The podcaster has to balance creativity with results. One of the best ways to do so is to ignore overused trends and strategies, such as “gaining brand awareness,” in favor of doing the hard work of trial and error. Jay went from knowing nothing about podcasting in 2012 to running and owning highly successful podcast projects in 2020.
He didn’t get to that level of expertise overnight, and neither will the new podcaster if he or she rides the waves of popular buzzwords and trends. One key ingredient to successful podcasting is discovering why you want to make the podcast in the first place. What is your service goal, and who are you helping?
Guest Profile
- Name: Jay Acunzo
- What Jay does: Jay runs the highly successful 3 Clips podcast and is a sought-after expert on how to build podcasts from the ground up.
- Company: Marketing Showrunners - 3 Clips
- Key Quote: “Creativity has become interpreted anyway as big, but when you actually execute every single day on a creative project, or you have a creative career, or you’re just creating, that’s the job really. It’s not to be creative. The job is to create.”
Key Insights
- Businesses today are swept up in certain marketing buzzwords that don’t mean much anymore due to overuse. The term “best practices” makes for a good captain for these buzzwords. The term creativity has also developed a meaning unclear, and it is used in ways that don’t actually benefit companies as much as they think it does. Instead, Jay recommends developing a system of processes based on a lot of trial and error
- Creativity is neither a talent nor a skill. “It’s a way of operating. But somewhere along the way…we’ve started to construe creativity as [an] attempt to save our [rear ends]. Like we’re going to have to go big here. We have to innovate” to achieve bigger results. But creativity comes from doing the work day in and day out, a mindset rather than a hard-to-grasp talent.
- Another buzzword, “awareness,” helps companies to ride the waves of the biggest trends, which they hope bring them to the top of the business world. Again, though, awareness isn’t winning anything so much as working with your marketing and building, over time, what people respond to, paying attention to your audience and building something to serve them, rather than serving a get-rich-quick company attitude.
Episode Highlights
- Buzzwords are a buzzkill to real innovation
Buzzwords are slowing real innovation because they are less practical and more abstract. “[A]ll these buzzwords…community and customer centric and all these things that actually do mean [something]….I mean, we’ve made storytelling a buzzword….It’s just that we use this as a slogan and we lose sight of what it means.”
“So the mother of all buzzwords for me is best practices, and all the other buzzwords kind of dull up [into] that one….It really did claim number one.”
- Creativity is being misapplied and it doesn’t mean “to go big”
Creativity isn’t a separate action from what a team should already be doing. It’s not something you pull together to save a project. Creativity is “a way of operating.”

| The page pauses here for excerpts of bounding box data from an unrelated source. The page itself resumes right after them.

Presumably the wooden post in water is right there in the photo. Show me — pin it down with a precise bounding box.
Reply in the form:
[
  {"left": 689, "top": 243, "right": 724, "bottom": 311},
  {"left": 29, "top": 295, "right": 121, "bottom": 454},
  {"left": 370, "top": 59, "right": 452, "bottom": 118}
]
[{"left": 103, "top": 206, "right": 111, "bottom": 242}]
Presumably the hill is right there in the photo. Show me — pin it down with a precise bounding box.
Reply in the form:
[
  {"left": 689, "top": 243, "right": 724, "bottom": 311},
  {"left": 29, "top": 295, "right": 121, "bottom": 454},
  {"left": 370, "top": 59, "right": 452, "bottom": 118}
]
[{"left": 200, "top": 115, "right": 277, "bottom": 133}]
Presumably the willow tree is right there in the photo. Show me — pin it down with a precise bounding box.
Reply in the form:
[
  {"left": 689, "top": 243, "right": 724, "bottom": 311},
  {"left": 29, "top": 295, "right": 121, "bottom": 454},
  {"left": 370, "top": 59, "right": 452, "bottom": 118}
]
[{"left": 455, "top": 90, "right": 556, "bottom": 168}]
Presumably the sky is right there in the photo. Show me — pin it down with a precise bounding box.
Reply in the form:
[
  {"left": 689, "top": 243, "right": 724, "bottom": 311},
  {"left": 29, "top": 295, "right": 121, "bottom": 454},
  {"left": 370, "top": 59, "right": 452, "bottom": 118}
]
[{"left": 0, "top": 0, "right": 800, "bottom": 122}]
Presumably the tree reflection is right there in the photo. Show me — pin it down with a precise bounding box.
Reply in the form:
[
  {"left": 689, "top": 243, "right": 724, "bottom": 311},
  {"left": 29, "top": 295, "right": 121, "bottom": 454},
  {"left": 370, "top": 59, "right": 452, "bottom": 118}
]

“When you actually execute every single day on a creative project, or you have a creative career, or you’re just creating…[i]t’s not to be creative. The job is to create.”
- Build small things first and create systems to sustain success
- Developing a show isn’t about hitting home runs (going viral) or choosing best equipment
- Achieving great success through trial and error, mixed with pure joy of podcasting
Podcasting is something Jay has always had a lot of fun doing. He didn’t wait to know what all the terms meant; he learned as he went and made adjustments. For example: “How do I come up with a concept for the show? And then later I learned, Oh, that’s called the premise and you can build it with intention, not just with gut-feel.”
Don’t wait for the perfected idea. That’s unnecessary. Learn by doing. “So I guess the short answer is I just made a ton of stuff with no agenda.”
- Are you gaining awareness or are you doing something that matters
Awareness is important to many companies, but awareness in and of itself means nothing in terms of new customers. To know something exists is not the same as wanting to interact with that thing. Affinity must be the aim. Getting customers to like you will translate to new customers.